Hmm, debating if I should stop buying zcn and go with xic in the future
Cab and xus look interesting


----------



## CanadianCapitalist (Mar 31, 2009)

humble_pie said:


> as best i can recall, india allows less than a dozen giant global super-banks to enter indian stock markets...
> 
> the information that the underlying india ETF (symbol INDY) does not invest directly in shares of the indian companies that comprise the offshore Mauritius-based index known as the CNX Nifty India Index comes from the prospectus of this fund.
> 
> ...


AFAIK, from the early nineties India allowed foreign institutions to invest in its stock market. Of course, not many foreign institutions were interested back then because BRICs became hot only in the 2000s. Right now, there are thousands of foreign institutions allowed to trade in the Indian market. The list is available here: http://www.sebi.gov.in/sebiweb/

Sampling is a standard strategy in ETFs, especially fixed income where it is not possible to replicate the index faithfully. The prospectus mentions that at least 80 percent of its holdings will be in securities or depository receipts. I'm guessing that the prospectus includes wording that it may invest in derivatives because if the fund becomes very large or if Indian stocks become very popular with foreign investors, it may run against restrictions on how much of an Indian company can be owned by foreign institutions. Right now, the INDY ETF is fully invested in shares of the underlying index according to the list of holdings -- not a derivative in sight.



> The Fund carries out its investment strategies by investing substantially all of its assets in a wholly-owned subsidiary in the Republic of Mauritius (the “Subsidiary”). The remaining assets will be invested directly by the Fund. The Subsidiary and the Fund will collectively invest at least 80% of the Fund's total assets in securities that comprise the Underlying Index and in depositary receipts representing securities of the Underlying Index. Due to legislative developments in India, the Fund may choose to withdraw from the Subsidiary, which may increase the Fund's India tax expense. BFA will serve as investment adviser to both the Fund and the Subsidiary. Unless otherwise indicated, the term “Fund,” as used in this prospectus (the “Prospectus”), means the Fund and/or the Subsidiary, as applicable.


Regardless, I don't see how INDY is relevant to something like XIC.


----------



## humble_pie (Jun 7, 2009)

CanadianCapitalist said:


> Right now, the INDY ETF is fully invested in shares of the underlying index according to the list of holdings -- not a derivative in sight.


i feel this is a common but naiive interpretation/misconception. Most of the funds i am criticizing - there are several ETF fund families involved - are holding at least some derivatives & synthetics, according to their prospectuses, while presenting the fictitious list of stocks in their index as if they were holding those exact stocks ... when they are not.

i've already mentioned that Horizons BetaPro does a good job making clear where the wild things are? their "holdings" lists don't claim to own lists of securities when Horizons does not hold the list, but instead holds synthetics.
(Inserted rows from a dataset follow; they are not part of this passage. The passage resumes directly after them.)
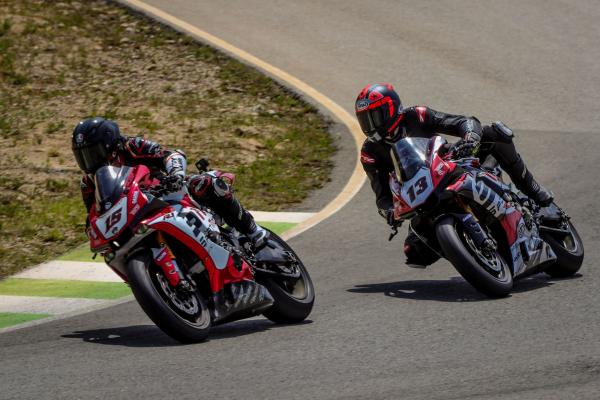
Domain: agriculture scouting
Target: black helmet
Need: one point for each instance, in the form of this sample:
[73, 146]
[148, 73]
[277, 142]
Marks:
[378, 109]
[93, 142]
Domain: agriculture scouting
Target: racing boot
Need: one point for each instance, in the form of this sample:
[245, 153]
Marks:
[258, 235]
[238, 217]
[524, 181]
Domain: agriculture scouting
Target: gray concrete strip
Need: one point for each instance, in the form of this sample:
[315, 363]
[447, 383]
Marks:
[293, 217]
[71, 270]
[47, 305]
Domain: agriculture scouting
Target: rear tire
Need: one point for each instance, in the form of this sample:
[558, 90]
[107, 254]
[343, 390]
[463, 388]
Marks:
[292, 304]
[468, 263]
[145, 279]
[569, 253]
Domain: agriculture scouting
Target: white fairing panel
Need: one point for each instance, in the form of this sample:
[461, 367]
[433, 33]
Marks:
[196, 224]
[417, 190]
[113, 220]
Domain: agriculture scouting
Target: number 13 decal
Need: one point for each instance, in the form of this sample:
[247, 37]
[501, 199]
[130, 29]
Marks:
[417, 188]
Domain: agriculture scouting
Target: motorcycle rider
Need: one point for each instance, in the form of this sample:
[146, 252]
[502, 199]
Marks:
[97, 142]
[384, 120]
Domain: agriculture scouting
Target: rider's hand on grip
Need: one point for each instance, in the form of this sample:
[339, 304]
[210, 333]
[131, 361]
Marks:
[463, 148]
[391, 220]
[173, 183]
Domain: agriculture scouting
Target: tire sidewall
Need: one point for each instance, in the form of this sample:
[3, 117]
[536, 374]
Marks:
[456, 252]
[285, 308]
[567, 263]
[155, 306]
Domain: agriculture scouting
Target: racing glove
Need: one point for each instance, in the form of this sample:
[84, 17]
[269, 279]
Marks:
[389, 217]
[173, 183]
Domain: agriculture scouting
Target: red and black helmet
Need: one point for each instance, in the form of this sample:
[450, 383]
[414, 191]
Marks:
[378, 109]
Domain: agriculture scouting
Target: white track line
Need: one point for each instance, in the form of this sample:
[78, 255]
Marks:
[358, 176]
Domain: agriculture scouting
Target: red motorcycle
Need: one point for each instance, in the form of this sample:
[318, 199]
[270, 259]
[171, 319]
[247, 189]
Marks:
[186, 269]
[490, 232]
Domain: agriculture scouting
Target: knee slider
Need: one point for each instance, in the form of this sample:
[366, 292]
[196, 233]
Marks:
[503, 133]
[222, 189]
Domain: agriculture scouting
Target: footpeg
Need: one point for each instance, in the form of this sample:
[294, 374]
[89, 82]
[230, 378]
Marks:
[244, 297]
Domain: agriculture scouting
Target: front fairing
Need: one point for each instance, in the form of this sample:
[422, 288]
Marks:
[418, 170]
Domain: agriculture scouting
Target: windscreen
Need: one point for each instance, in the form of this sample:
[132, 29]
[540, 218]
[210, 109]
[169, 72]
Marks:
[110, 182]
[410, 155]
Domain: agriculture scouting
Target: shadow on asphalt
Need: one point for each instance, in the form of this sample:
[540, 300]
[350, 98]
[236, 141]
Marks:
[152, 336]
[456, 289]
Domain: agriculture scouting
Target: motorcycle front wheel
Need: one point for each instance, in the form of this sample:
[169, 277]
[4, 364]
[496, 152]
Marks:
[487, 272]
[179, 313]
[293, 298]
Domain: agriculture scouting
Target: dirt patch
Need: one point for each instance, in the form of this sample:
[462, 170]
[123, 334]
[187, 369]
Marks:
[62, 61]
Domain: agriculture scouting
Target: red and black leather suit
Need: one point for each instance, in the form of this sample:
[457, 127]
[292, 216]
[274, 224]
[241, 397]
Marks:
[423, 121]
[210, 189]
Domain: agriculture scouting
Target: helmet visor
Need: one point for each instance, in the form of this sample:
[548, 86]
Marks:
[91, 156]
[371, 120]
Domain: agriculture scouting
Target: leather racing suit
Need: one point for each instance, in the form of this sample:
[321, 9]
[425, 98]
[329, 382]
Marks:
[207, 188]
[420, 121]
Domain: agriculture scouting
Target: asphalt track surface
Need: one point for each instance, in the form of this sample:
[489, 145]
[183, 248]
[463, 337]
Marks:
[380, 329]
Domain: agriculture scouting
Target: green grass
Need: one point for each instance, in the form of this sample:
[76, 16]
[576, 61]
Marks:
[278, 227]
[83, 253]
[60, 288]
[10, 319]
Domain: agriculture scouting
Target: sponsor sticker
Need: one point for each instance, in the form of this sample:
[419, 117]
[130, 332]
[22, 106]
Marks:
[362, 105]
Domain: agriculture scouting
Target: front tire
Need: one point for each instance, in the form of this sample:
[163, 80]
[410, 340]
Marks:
[183, 316]
[293, 300]
[490, 276]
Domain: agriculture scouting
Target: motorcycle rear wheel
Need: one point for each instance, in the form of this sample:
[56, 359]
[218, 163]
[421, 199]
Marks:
[489, 275]
[182, 315]
[569, 253]
[293, 300]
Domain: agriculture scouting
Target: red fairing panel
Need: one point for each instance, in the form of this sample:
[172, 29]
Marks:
[510, 223]
[217, 277]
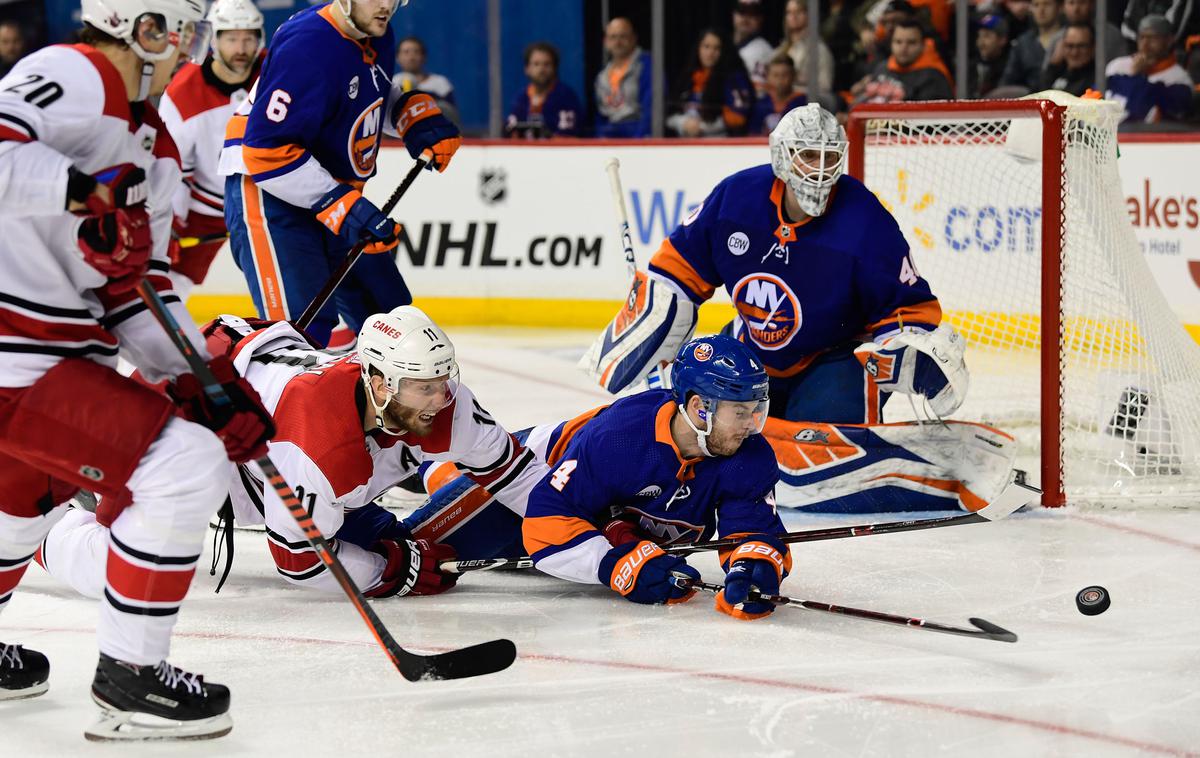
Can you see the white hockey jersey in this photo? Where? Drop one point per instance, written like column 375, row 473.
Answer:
column 334, row 465
column 196, row 108
column 67, row 106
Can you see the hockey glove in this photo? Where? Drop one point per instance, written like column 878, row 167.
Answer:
column 643, row 573
column 759, row 564
column 425, row 130
column 412, row 567
column 354, row 218
column 114, row 235
column 243, row 425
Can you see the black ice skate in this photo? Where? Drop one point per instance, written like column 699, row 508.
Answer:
column 156, row 703
column 23, row 673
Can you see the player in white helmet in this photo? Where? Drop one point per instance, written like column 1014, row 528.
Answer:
column 828, row 298
column 349, row 428
column 88, row 170
column 196, row 108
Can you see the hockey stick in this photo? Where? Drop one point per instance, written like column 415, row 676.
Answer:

headings on Horizon lists of holdings will instead refer to "index exposure" or some other phrase that will tell the investor/consumer that he's looking at the benchmark, not necessarily the actual holdings, of an ETF.

in the case of the Black Rock ETFs, i submit that some of the headings accompanying lists of alleged holdings are misleading, in that the investor is enticed or induced to believe that the list of securities he is viewing for a particular ETF are, indeed, the actual holdings of that ETF.

please note that the language of Black Rock prospectuses is vague & non-defined enough to allow for inclusion of a wide range of generic synthetic security positions.



> The list is available here: http://www.sebi.gov.in/sebiweb/


link only goes to the sebi & i am *so* not going to read thousands of sebi pages in hopes of finding an obscure list showing hordes of foreign investors who are all allowed to trade in india! i'm sticking to my knitting!! knitting says that india is still a market that's closed to foreign investors!!!


----------



## humble_pie (Jun 7, 2009)

re XIC & XIU: do they or do they not hold derivative products in lieu of actual shares?

their prospectus says they do.

my working hypothesis is that index ETFs are increasingly holding derivative & synthetic products instead of the actual stocks that form their indexes because the former are more cost-effective. In general, derivative products make a fund cheaper to operate, in part because of the leverage.

derivative products also lower ETF costs by replacing the high costs of buying, selling & rebalancing the numerous tiny holdings that form the rump end of a portfolio with a few low-cost synthetic products.

but derivative products also make a fund riskier. That's why i believe that all derivative & synthetic products associated with a particular fund should be fully revealed & transparently treated across a fund family's entire literature.

the recent slash in XIC management fees to a record low of 5 basis points - the lowest of any ETF in canada - is causing me to wonder whether Black Rock, the issuer, may be tweaking this ETF further along the derivative/synthetic path in order to reduce costs.

black rock's prospectus clearly states that XIC & XIU - just like their cousin INDY as outlined above - both utilize proxies, derivatives & futures contracts in their strategies to track a pair of leading TSX indexes.

the list of XIC holdings, however, does not show any derivative products. Instead, it claims to own 245 stocks outright.

in particular, the "stratified sampling" strategy it pursues is similar to the "representational sampling" strategy employed by Black Rock in its india ETF.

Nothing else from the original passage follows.